Nvidia’s new tool lets you run GenAI models on your PC

Nvidia, always keen to encourage the purchase of the latest GPUs, is releasing a tool that allows owners of GeForce RTX 30-series and 40-series cards to run AI-powered chatbots offline on their Windows PCs.

This tool is called Chat with RTX and allows the user to customize his GenAI model in line with OpenAI’s ChatGPT by connecting it to documents, files, and notes that can be queried.

“Rather than searching through notes or saved content, users can simply type queries,” Nvidia writes in a blog post. “For example, one could ask, ‘What was the restaurant my partner recommended while in Las Vegas?’ and Chat with RTX will scan local files the user points it to and provide the answer with context.”

Chat with RTX uses this Open-AI Startup Mistral source model by default, but also supports other text-based models such as Metas Llama 2. Nvidia warns that downloading all the necessary files will use a significant amount of storage space (50 GB to 100 GB, depending on the file). Selected model.

Chat in RTX currently works with text, PDF, .doc, .docx, and .xml formats. When you specify a folder in the app that contains supported files, the files are loaded into the model’s fine-tuning dataset. Additionally, Chat with RTX can use the URL of a YouTube playlist to load transcriptions of videos in the playlist, allowing selected models to query that content.

However, there are some limitations to be aware of, which Nvidia thankfully details in a how-to guide.

Chats with RTX do not remember context. This means the app will not consider previous questions when answering follow-up questions. For example, you might ask, “What is a common bird in North America?” and then “What color is it?” When you’re chatting with RTX, you can’t tell we’re talking about birds.

Nvidia also recognizes that the relevance of an app’s answers can be affected by a variety of factors. Some factors are easier to control than others, such as the wording of the question, the performance of the model you choose, and the amount of fine-tuning. data set. Querying facts contained in multiple documents can yield better results than querying a summary of a single document or set of documents. Additionally, larger data sets generally improve response quality. He said Nvidia will also improve the quality of responses, as well as route chats with RTX to more content on specific topics. Therefore,

Chat with RTX is more of a toy than something that can be used in a production environment. Still, there’s something to be said for apps that make it easy to run AI models locally. This is a growing trend.

In a recent report, the World Economic Forum predicted “dramatic” growth in affordable devices that can interact with GenAI models offline, including PCs, smartphones, Internet of Things devices, and networking devices.
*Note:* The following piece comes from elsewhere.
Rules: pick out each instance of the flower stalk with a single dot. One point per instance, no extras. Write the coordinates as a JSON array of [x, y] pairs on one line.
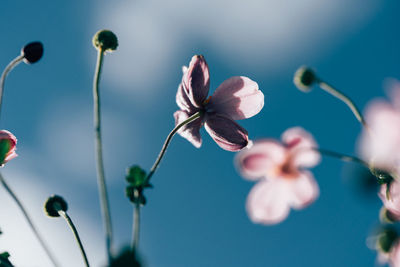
[[99, 157], [168, 140], [29, 220]]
According to WEF, the reason is clear benefits. Not only are offline models inherently private, the data processed by the device on which they are running is never exposed. Offline models also have lower latency and are more cost-effective. Cloud-hosted model.

Of course, democratizing the tools for running and training models opens the door to malicious actors. A quick Google search will turn up many entries with models tailored to malicious content on the Internet. But proponents of apps like Chat with RTX argue that the benefits outweigh the drawbacks.